The dynamic behaviour of inland vessels on natural waterways is determined in particular by the hydrodynamic boundary conditions, i.e. flow velocity, water depth and river cross-section, as well as by the position of the lane with regard to the hydraulic structure (groynes, guide structures and bank protections). In addition, traffic regulations, partly depending on the water levels, e.g. the maximum ship speed, as well as the encounter of larger ships in narrower curve sections. Therefore, in this work package 4200 all necessary infrastructure data for the demonstration areas defined in WP 2000 (Lower, Middle and Upper Rhine as well as West German canal grid) shall be provided. Infrastructure data includes static and dynamic waterway data, hydraulic structure data, and traffic regulations:

1. static waterway data are, for example, the location of the fairway, mooring information, harbour entrances and exits, and waterway junctions.
2. dynamic waterway data are hydrographic data, which are currently updated every two years for the river Rhine, as well as flow data dependent on the water level (local flow velocities and water depths). A subordinate goal of this project is to determine with which timeliness hydrographic data must be provided by the WSV in order to provide inland navigation with reliable depth information and flow data based on this information.
3. Hydraulic structure data include information and detailed geometric data on the location of river constructions, locks and bridges and in particular their clearance profiles.
4. traffic regulations according to the River Rhine Police Regulations (RheinSchPV) and the Inland Waterways Regulations (BinSchStrO).

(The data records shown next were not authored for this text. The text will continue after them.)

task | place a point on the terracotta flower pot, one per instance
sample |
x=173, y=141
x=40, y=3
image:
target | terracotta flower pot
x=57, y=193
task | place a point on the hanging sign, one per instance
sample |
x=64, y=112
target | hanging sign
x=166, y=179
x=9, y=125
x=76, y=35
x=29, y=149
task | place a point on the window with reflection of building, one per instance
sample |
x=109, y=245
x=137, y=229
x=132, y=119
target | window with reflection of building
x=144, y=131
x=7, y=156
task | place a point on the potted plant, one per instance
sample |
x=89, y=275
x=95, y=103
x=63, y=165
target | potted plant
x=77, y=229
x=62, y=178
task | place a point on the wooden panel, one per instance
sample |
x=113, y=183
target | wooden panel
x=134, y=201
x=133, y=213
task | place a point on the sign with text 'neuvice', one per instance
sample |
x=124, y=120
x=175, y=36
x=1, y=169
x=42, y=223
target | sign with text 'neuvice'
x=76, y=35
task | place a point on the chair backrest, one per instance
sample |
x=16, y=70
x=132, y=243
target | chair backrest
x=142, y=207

Flow data are generated using two-dimensional depth-averaged hydrodynamic numerical models (2D-HN models) for a range navigable water levels (steady-state discharge). The results of the modelling are made available on a BAW-server, which interpolates the instantaneous flow velocities and water depths in the ship’s path depending on the respective current water level, which is read out e.g. via PEGELONLINE or ELWIS, and also provides the other waterway and hydraulic structure data as well as traffic regulations.

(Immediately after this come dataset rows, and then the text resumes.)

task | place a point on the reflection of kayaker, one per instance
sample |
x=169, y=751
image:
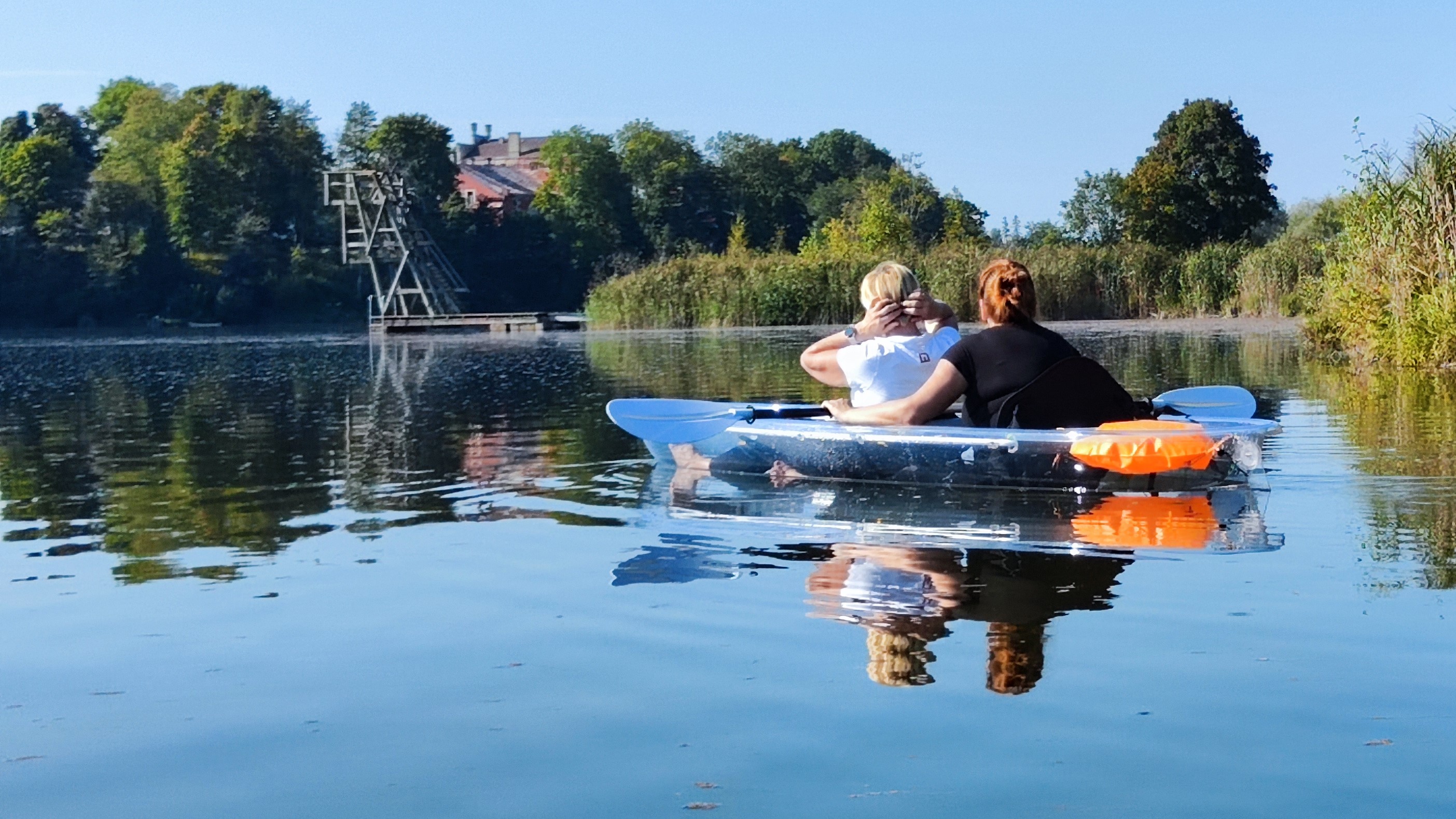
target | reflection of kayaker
x=906, y=597
x=1036, y=415
x=894, y=348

The waterway and hydraulic structure data listed here will be filtered and compiled for the demonstration areas. For this purpose, it is necessary to update the existing flow models, to adapt them to the currently available hydrographic data and to create new flow models in waterway sections for which no models exist in the BAW so far. In the free-flowing waterway sections (e.g. Lower, Middle and Upper Rhine), the 2D hydrodynamic numerical flow models are applied to a narrow range of discharges between Low Water Level (NW) and Highest Navigable Water Level (HSW). All data will be made available in an appropriate data format on the BAW-database server for online public access.

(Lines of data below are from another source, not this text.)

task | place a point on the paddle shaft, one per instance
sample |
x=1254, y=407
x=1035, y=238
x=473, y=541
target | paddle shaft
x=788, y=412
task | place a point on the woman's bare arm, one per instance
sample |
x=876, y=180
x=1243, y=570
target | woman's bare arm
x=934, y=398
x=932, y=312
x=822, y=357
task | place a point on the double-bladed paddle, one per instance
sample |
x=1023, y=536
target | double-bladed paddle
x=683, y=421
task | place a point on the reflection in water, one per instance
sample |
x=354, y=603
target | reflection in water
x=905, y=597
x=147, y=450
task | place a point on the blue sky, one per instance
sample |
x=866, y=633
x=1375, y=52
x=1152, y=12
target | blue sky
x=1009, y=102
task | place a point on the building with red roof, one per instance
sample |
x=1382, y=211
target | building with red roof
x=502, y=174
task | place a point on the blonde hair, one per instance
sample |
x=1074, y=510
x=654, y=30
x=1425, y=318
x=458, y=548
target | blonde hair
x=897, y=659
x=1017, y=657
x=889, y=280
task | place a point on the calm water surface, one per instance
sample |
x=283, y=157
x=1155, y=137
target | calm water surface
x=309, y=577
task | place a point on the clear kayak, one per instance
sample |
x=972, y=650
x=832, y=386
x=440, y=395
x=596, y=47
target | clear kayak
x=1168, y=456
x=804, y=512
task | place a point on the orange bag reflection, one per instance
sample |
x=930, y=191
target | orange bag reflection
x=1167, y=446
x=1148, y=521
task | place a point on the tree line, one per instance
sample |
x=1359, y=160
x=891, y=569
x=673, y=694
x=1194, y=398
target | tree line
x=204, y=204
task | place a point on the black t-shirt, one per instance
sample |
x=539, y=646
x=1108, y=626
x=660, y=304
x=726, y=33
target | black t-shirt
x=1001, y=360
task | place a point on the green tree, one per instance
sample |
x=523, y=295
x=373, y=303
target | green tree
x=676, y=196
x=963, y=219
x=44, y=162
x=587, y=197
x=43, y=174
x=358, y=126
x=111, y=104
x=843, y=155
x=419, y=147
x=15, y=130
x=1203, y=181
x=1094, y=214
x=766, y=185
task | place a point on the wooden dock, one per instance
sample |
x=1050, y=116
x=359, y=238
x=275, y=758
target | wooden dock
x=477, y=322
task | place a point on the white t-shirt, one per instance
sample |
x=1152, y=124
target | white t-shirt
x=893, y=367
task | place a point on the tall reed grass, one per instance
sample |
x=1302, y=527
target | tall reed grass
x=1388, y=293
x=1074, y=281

The goal is for a remotely operated and partially automated barge to be able to access the BAW- server via cellular radio and retrieve either the water level data for a river section or selectively at a location. With online access to the current and predicted gauge in a waterway section, the BAW-database server generates a data set for this query that contains the requested waterway and hydraulic structure data, with the flow data (water depth and flow velocities) being interpolated from the previously modelled discharge ranges. Here, depending on the type of query, predicted water levels can also be used, for example, in the context of further route planning. Although route planning is not yet envisaged in the present project proposal, it will be indispensable in subsequent projects, e.g. the project on energy-efficient driving. These data are available to the other work packages and are required by the applications developed there for the dynamic driving prognosis of the own ship and the foreign ships.

Figure 1: Example of a section of 2D flow model of Middle Rhine (left) and the flow axis-oriented grid (black) for the interpolation of the flow data (right) aerial photograph of – Geobasisdaten: © GeoBasis-DE / BKG (2022)